Prognosis for series: a bit outside the top three. He has a surprisingly strong camera presence, assuming he hasn’t been filmed many, many times over the years compared to characters like Leif and myself. His work and how it progresses is a very solid storyline (in fact, the producers shot some quick scenes of his greenhouse this week to complete it). But in the end it may be surpassed by the overall footage of Leif and maybe others.

2. Christine and Grace Ireland (UNIS student and chef, respectively)
God, I love this young couple. So, apparently, do a ton of others as they dominate screen time in episode one and for good reason. Christine is the more dominant character screenwise (and, damn, does that soft-spoken woman have a set of lungs when it comes to mushing her dogs) and she would probably rank below Chris and Leif on her own. Grace (that’s a nickname, BTW) is more subdued and would rank a couple spots lower. But overall the meshing of their personas is what makes all of the many aspects of their lives shown work. I – and I suspect lots of others – will be thinking “wow…why didn’t I quite get to where they are” when it comes to relationships. Not to mention all of their scenes are incredibly alive in terms of what it means to live here, especially if you hope to move out of town and live off the grid.

Potential for series: unless something unusually gripping happens with the other characters, expect them to remain here throughout.

1. Wiggo and Claudia Antonsen (taxi driver and “Colombian worm killer,” respectively)
This is as obvious as my finishing last.

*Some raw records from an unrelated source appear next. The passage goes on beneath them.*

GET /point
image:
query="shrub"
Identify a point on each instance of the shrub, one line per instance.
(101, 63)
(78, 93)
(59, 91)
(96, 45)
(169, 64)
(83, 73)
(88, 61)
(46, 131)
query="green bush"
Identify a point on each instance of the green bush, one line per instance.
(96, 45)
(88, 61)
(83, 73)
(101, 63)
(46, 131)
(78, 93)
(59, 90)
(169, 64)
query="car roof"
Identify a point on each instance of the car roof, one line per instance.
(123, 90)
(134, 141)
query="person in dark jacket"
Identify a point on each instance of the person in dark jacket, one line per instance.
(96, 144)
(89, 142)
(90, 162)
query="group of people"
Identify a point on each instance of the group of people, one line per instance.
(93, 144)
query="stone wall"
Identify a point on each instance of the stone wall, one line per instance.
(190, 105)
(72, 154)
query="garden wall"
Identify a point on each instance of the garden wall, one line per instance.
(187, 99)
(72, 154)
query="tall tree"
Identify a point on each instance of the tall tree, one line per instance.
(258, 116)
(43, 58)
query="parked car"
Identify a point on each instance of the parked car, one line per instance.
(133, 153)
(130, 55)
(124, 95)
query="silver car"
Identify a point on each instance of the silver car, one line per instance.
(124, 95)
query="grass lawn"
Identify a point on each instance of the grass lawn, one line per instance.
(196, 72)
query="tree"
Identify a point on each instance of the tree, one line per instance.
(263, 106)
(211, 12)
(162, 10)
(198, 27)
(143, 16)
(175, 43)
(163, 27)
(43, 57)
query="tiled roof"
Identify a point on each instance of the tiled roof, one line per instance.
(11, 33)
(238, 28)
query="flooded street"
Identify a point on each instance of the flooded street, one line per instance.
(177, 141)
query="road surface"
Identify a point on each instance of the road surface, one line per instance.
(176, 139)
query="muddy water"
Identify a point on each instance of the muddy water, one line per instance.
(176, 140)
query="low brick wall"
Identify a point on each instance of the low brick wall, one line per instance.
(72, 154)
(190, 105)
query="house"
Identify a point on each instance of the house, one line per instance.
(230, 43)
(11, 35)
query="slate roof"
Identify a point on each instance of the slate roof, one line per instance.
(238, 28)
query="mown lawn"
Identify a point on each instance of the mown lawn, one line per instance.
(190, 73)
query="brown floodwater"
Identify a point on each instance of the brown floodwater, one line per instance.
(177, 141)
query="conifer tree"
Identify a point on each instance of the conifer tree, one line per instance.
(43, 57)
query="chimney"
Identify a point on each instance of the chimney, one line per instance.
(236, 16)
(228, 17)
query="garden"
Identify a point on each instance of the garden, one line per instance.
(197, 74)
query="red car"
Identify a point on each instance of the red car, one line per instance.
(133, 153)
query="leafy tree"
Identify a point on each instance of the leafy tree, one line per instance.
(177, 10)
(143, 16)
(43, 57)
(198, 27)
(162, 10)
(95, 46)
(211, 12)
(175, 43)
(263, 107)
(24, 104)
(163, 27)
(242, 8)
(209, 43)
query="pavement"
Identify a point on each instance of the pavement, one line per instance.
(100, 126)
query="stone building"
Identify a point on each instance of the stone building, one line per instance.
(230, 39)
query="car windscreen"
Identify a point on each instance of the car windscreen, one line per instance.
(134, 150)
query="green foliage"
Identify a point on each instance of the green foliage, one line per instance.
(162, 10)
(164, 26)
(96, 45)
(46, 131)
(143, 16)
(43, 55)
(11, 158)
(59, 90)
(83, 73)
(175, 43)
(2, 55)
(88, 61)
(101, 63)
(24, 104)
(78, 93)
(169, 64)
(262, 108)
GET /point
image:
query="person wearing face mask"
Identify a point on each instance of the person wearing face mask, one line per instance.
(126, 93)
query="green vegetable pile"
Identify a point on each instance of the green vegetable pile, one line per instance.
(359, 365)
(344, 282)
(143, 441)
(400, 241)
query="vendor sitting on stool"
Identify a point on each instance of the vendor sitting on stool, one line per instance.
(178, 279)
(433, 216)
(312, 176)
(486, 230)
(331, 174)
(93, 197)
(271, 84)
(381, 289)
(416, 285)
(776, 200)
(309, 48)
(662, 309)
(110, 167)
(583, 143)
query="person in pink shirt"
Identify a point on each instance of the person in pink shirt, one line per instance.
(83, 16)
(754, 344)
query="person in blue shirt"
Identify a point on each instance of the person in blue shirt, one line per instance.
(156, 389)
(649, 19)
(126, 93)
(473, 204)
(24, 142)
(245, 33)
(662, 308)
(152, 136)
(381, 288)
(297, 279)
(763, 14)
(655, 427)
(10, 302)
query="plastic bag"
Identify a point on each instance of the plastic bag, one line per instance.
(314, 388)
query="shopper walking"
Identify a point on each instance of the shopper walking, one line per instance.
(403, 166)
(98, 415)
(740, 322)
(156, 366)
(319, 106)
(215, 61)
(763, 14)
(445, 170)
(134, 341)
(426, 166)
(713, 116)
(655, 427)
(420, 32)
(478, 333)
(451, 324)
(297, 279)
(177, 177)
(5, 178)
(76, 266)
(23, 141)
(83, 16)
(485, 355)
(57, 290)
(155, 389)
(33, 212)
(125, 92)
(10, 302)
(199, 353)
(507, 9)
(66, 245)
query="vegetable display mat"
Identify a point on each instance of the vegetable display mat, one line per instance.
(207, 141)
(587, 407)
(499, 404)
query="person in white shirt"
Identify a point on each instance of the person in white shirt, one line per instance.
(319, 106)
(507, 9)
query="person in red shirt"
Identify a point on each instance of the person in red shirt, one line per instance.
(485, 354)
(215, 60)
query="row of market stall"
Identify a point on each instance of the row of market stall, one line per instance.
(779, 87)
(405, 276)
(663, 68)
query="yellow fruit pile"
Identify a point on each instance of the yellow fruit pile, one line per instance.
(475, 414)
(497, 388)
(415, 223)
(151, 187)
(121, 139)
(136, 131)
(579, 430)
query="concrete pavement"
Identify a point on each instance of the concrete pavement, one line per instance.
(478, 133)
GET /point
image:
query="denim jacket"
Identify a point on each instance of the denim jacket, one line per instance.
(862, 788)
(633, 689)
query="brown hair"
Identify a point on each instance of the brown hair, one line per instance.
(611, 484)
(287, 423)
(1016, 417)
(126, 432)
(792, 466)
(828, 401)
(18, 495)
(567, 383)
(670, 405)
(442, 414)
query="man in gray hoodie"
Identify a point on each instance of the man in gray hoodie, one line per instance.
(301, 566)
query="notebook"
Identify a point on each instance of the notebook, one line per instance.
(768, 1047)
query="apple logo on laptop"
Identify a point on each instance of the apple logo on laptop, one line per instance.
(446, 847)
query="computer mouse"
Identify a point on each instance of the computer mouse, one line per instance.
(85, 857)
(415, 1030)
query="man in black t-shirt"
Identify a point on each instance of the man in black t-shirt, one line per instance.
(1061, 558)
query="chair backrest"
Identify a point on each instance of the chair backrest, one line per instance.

Wiggo is the character literally front and center in the show’s promos and the footage of him in episode two shows why. The guy is a natural comedic poet in real life (when he wants to be…he’s also very much a down-to-Earth gentleman in real life) and the intro to him just offers to opportnity to show off greatest hits. As an individual he would earn the top ranking by a moderate margin. Claudia, however, also ranks highly – probably between Leif and Mary-Ann so far. The scenes where they get out the Christmas decorations and Wiggo dons Santa attire had the local crowd in an uproar, which got “dialed up to 11” when he bailed out on that nonsense to go hunt for tourists to see the Northern Lights. Every local interviewed immediatedly referred to this couple as their favorites.

Prognosis for series: They’ll finish first. The only question is how many weeks they’ll temporarily drop a notch or two due to the storylines of others.